Vivre ensemble c’est donc voir le visage de Dieu en tout être humain, même s’il est cause de mal pour nous. Car le mal dont il est capable ne peut pas annihiler l’image originelle de Dieu en lui. Il reste créature de Dieu. Pour vivre ensemble il faut avoir la capacité de voir ce fonds de divinité et de bonté en lui par delà tout le mal qui se manifeste en lui. Le soldat israélien qui guide son char, qui s’amuse à écraser les voitures aux bords des rues dans une ville sous couvre-feu, ou à secouer et démolir les pans des murs des maisons avec son char, ou qui tire pour tuer, ce soldat lui aussi est une personne humaine et porte l’image de Dieu. Sur lui aussi, Dieu envoie sa pluie et fait lever son soleil. C’est ce que nous essayons de dire à nos fidèles. Et c’est un discours difficile à dire, difficile à accepter. Le mal qu’il fait et qu’il représente doit être résisté : on n’a pas le droit de s’y soumettre, il faut tout faire pour l’écarter, il faut rentrer dans la guerre qui vous est imposée ; vous pouvez aussi y entrer en pratiquant seulement la résistance non violente. Il faut, d’un côté, voir l’image de Dieu imprimé dans l’ennemi, de l’autre côté, il faut prendre les moyens légitimes pour arrêter le mal qu’il fait.

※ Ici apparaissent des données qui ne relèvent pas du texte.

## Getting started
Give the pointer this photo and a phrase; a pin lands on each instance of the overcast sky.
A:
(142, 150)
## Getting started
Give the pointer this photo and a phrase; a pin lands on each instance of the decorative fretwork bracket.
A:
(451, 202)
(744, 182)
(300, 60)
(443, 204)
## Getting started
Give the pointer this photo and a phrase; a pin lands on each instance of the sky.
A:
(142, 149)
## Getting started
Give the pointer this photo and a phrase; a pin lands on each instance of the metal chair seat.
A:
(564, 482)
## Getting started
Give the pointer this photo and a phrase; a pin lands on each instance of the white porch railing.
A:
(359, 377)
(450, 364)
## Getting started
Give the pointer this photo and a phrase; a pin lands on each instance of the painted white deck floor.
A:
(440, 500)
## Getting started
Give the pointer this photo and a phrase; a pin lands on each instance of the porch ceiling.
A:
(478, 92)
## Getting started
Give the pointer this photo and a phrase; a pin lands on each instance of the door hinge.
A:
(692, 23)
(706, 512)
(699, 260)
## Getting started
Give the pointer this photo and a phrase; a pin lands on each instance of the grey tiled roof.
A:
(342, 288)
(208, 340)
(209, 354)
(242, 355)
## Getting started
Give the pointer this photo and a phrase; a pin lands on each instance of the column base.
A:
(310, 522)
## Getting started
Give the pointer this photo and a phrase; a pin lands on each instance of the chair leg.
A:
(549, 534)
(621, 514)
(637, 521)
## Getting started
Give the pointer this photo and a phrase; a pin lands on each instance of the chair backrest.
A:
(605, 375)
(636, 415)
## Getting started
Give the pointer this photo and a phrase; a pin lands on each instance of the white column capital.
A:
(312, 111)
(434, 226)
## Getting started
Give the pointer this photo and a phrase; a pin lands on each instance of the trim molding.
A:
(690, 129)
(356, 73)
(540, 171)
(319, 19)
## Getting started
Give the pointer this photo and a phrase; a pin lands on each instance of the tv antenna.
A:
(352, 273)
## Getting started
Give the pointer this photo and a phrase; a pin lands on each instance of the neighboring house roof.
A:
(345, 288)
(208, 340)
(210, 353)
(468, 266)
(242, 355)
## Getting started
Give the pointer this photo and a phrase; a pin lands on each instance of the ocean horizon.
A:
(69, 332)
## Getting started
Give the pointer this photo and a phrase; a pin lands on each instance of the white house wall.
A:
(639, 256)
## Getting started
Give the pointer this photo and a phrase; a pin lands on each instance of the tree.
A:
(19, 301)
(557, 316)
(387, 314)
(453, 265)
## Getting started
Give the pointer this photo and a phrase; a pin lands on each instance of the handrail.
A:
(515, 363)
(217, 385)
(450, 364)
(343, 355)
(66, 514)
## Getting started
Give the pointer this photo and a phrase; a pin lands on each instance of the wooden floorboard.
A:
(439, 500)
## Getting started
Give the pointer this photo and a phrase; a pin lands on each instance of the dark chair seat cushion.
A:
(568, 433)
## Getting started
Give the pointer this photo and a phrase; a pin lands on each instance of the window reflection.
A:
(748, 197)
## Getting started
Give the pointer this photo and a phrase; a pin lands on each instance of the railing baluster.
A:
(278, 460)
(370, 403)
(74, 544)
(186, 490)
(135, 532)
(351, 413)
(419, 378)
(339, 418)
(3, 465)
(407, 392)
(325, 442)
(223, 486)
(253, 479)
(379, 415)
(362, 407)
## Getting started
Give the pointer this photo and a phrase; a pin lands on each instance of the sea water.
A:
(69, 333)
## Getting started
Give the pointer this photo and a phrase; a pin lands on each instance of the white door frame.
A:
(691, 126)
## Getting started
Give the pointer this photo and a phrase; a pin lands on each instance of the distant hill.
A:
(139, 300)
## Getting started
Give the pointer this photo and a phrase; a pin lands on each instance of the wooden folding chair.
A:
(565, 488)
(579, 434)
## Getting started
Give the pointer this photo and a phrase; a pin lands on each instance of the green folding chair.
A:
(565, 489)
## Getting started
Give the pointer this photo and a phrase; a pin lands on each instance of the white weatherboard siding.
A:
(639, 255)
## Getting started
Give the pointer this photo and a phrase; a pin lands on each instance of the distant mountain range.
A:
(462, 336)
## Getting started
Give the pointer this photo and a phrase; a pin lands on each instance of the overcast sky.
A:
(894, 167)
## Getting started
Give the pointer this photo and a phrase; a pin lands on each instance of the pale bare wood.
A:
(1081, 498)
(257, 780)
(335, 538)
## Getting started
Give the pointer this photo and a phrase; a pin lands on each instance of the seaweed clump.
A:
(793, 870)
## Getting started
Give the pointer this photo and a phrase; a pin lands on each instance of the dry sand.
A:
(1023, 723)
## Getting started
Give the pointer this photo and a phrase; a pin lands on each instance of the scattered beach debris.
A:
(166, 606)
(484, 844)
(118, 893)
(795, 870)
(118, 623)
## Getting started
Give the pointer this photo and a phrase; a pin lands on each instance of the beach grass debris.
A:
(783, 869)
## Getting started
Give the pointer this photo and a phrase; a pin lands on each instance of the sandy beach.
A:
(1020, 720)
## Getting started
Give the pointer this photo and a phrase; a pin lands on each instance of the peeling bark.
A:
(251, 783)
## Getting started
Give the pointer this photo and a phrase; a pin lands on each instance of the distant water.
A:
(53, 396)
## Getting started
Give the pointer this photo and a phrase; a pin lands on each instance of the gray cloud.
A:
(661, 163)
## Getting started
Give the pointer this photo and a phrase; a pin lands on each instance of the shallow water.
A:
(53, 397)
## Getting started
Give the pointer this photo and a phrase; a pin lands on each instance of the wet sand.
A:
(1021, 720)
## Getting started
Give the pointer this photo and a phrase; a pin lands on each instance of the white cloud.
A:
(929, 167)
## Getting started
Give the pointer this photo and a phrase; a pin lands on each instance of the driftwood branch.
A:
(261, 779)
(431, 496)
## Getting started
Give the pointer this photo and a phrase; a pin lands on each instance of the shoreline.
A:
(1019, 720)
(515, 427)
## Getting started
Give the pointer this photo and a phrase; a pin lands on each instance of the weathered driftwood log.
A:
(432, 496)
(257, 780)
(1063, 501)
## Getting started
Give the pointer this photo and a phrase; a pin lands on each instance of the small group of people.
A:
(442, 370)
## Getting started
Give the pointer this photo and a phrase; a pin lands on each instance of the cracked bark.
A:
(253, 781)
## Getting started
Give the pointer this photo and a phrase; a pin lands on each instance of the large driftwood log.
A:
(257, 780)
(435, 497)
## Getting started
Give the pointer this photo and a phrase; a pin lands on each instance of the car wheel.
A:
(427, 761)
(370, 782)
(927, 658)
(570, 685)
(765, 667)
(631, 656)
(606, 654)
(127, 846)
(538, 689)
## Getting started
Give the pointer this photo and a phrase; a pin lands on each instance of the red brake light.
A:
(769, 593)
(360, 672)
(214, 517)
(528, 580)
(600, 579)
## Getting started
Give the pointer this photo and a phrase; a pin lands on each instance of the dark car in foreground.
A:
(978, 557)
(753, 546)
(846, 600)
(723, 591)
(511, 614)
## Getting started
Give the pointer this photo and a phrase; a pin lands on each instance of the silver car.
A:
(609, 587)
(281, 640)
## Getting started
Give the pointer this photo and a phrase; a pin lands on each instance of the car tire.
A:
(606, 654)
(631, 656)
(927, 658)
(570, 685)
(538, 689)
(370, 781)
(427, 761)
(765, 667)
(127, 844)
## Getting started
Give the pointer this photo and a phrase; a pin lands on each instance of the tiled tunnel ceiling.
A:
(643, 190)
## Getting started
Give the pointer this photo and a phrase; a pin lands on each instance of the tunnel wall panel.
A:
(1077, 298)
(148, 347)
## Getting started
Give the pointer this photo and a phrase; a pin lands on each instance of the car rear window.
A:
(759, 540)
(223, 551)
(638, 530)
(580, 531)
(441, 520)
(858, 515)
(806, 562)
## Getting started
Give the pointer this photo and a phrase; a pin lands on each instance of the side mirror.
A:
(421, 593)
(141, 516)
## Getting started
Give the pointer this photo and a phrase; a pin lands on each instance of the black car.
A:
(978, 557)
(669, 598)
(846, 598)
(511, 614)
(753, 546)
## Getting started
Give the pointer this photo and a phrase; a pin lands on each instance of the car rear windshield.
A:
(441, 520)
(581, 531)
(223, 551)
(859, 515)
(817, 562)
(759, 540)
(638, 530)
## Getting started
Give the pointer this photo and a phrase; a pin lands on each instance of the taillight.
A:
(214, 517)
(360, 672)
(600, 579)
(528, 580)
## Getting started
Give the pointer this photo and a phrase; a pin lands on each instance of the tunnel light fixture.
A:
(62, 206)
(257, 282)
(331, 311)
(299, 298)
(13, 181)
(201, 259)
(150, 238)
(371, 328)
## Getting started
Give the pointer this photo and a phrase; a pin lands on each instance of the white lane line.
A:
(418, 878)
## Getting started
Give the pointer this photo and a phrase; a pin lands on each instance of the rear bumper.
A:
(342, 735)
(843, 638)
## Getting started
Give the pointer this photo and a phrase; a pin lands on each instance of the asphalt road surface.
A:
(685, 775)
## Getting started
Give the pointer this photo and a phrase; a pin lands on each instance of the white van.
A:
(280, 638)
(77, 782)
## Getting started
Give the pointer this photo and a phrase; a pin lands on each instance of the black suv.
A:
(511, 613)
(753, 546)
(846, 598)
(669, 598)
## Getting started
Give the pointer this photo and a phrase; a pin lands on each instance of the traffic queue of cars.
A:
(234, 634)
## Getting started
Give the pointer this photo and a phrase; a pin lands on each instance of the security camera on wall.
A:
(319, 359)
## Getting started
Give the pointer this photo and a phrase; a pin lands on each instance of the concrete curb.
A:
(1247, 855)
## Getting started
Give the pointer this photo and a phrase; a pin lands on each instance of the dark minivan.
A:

Vivre ensemble, face à l’oppression et aux injustices et à la haine, il faut savoir que rendre le mal pour le mal n’est pas l’unique réplique possible. L’amour, la vision de Dieu dans l’adversaire est une réplique possible aussi et la résistance non-violente.

Peut-on vivre ensemble ?

Sur la base de notre foi chrétienne, de notre foi en la bonté humaine qui est participation à la bonté même de Dieu, la vie ensemble est possible. Les circonstances humaines actuelles la rendent difficiles aujourd’hui, et demain, et dans quelques années encore. Mais elle reste possible, et face à des politiciens qui la rendent difficile il y a beaucoup de bonnes volontés, mais aussi des forces politiques qui peuvent la rendre possible. Seule la paix en effet, basée sur la justice, pour les deux peuples, seule la fin de l’occupation, elle-même garantie de sécurité pour Israël, rendra la vie ensemble meilleure, plus humaine et plus proche de l’image de Dieu en chacun de nous. La communauté internationale, les Eglises, devraient avoir plus de courage pour parler et pour prendre les mesures nécessaires afin d’aider les deux peuples à la réconciliation sur la base de la justice et du pardon. Les Eglises ont une responsabilité dans ce vivre ensemble, car il s’agit d’une vie ensemble autour des Lieux Saints de la chrétienté. Les Eglises devraient proclamer leur message aux lieux où elles sont nées. Le conflit en effet n’est pas seulement politique ; il n’est pas seulement local. Les Eglises doivent y apporter leur message et leur force spirituelle de réconciliation et de vie nouvelle, autour des Lieux Saints, portant toujours la Bonne Nouvelle du salut et de la Résurrection.